Rheum palmatum, Chinese rhubarb. Used in traditional Chinese medicine as a laxative. See photo above.

Ricinus communis, the castor oil plant. The coating of its seed capsules contain an extraordinary powerful poison, Ricin, which was used in the murder on Waterloo Bridge in 1978 of Bulgarian dissident Georgi Markov, where the KGB is alleged to have fired a pellet of the poison into his leg from the tip of an umbrella.

Pelargonium sidoides. This one intrigued me because it’s a plant I’ve grown for the last several years in a container, having been given a cutting at Osterley. In South African native medicine its tubers have been used in the treatment of acute bronchitis, coughs and colds.
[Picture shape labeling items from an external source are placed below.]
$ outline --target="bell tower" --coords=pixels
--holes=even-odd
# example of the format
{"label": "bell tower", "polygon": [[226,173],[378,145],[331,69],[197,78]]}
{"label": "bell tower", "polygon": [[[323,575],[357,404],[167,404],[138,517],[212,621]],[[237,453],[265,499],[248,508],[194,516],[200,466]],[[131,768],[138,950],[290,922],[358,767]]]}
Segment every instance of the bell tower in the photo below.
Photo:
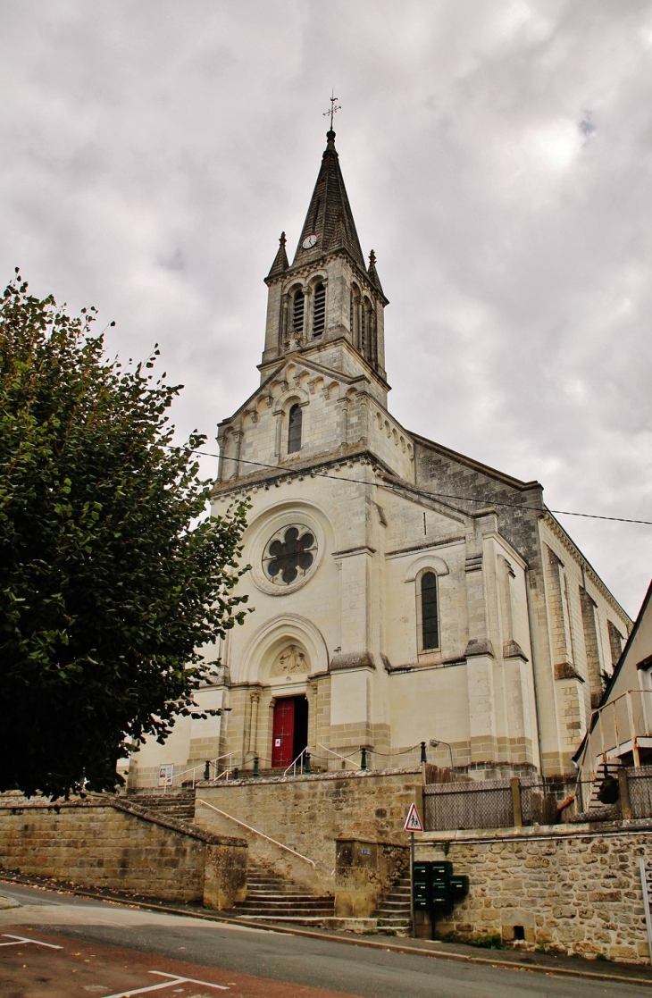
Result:
{"label": "bell tower", "polygon": [[332,127],[292,263],[285,233],[265,277],[268,287],[261,381],[289,354],[346,374],[362,364],[386,404],[383,312],[388,299],[360,247]]}

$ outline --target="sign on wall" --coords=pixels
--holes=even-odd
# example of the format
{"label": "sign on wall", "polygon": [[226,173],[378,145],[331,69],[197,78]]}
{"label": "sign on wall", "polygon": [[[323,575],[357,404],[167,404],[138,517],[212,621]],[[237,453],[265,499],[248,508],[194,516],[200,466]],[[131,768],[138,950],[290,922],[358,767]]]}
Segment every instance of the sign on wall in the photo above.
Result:
{"label": "sign on wall", "polygon": [[159,786],[171,786],[174,778],[174,763],[159,766]]}

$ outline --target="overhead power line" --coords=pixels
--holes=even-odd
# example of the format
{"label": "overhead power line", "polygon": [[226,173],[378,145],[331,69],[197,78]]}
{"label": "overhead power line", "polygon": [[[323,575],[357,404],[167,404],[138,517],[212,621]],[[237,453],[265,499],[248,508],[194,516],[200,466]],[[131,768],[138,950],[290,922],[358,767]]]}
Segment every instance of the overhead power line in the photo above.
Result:
{"label": "overhead power line", "polygon": [[[183,450],[183,447],[174,446],[173,444],[165,445],[170,450]],[[295,469],[284,469],[279,468],[277,464],[265,464],[262,461],[252,461],[248,458],[243,457],[226,457],[224,454],[213,454],[211,451],[207,450],[193,450],[190,448],[191,454],[200,454],[202,457],[221,457],[223,461],[233,461],[235,464],[253,464],[256,468],[269,468],[272,471],[280,471],[281,473],[286,473],[294,471]],[[346,460],[346,458],[344,459]],[[366,481],[364,478],[349,478],[348,476],[342,475],[330,475],[327,471],[310,471],[311,475],[318,476],[319,478],[332,478],[336,482],[351,482],[354,485],[370,485],[371,482]],[[388,492],[396,492],[397,486],[394,485],[384,485],[381,482],[374,482],[380,489],[386,489]],[[398,483],[397,483],[398,485]],[[400,487],[400,486],[398,486]],[[407,487],[410,488],[410,484],[407,483]],[[423,490],[425,491],[425,490]],[[454,499],[457,502],[476,502],[483,506],[509,506],[512,509],[520,510],[531,510],[533,513],[540,513],[541,508],[539,506],[524,506],[522,503],[518,502],[504,502],[500,499],[475,499],[473,496],[456,496],[450,495],[446,492],[431,492],[428,490],[428,495],[432,496],[434,499]],[[627,516],[603,516],[600,513],[576,513],[568,509],[550,509],[545,507],[549,513],[554,513],[555,516],[581,516],[585,520],[609,520],[612,523],[640,523],[646,527],[652,527],[652,520],[635,520],[632,517]]]}

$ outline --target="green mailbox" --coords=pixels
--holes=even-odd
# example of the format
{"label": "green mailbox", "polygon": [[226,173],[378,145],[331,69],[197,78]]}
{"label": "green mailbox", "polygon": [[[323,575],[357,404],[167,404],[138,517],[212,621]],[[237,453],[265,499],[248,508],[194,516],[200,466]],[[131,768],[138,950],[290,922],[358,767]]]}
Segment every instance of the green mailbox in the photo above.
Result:
{"label": "green mailbox", "polygon": [[415,863],[413,867],[415,909],[430,909],[435,916],[448,914],[469,893],[469,877],[454,876],[453,863]]}
{"label": "green mailbox", "polygon": [[430,908],[431,906],[431,876],[429,863],[415,863],[413,871],[413,890],[415,908]]}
Artemisia annua. Annual mugwort. The 2015 Nobel Prize for Physiology or Medicine was awarded to a female Chinese professor Tu Youyou ‘for her discoveries concerning a novel therapy against Malaria’. She detected artemisinin in the plant and proved its antimalarial properties.

There can be few gardens which concentrate so many extraordinary stories into so small an area. The garden can be visited between 9am and 5pm on weekdays and from April to October tours of the Medicinal Garden are given by senior physicians from the RCP on the first Wednesday of the month at 2pm.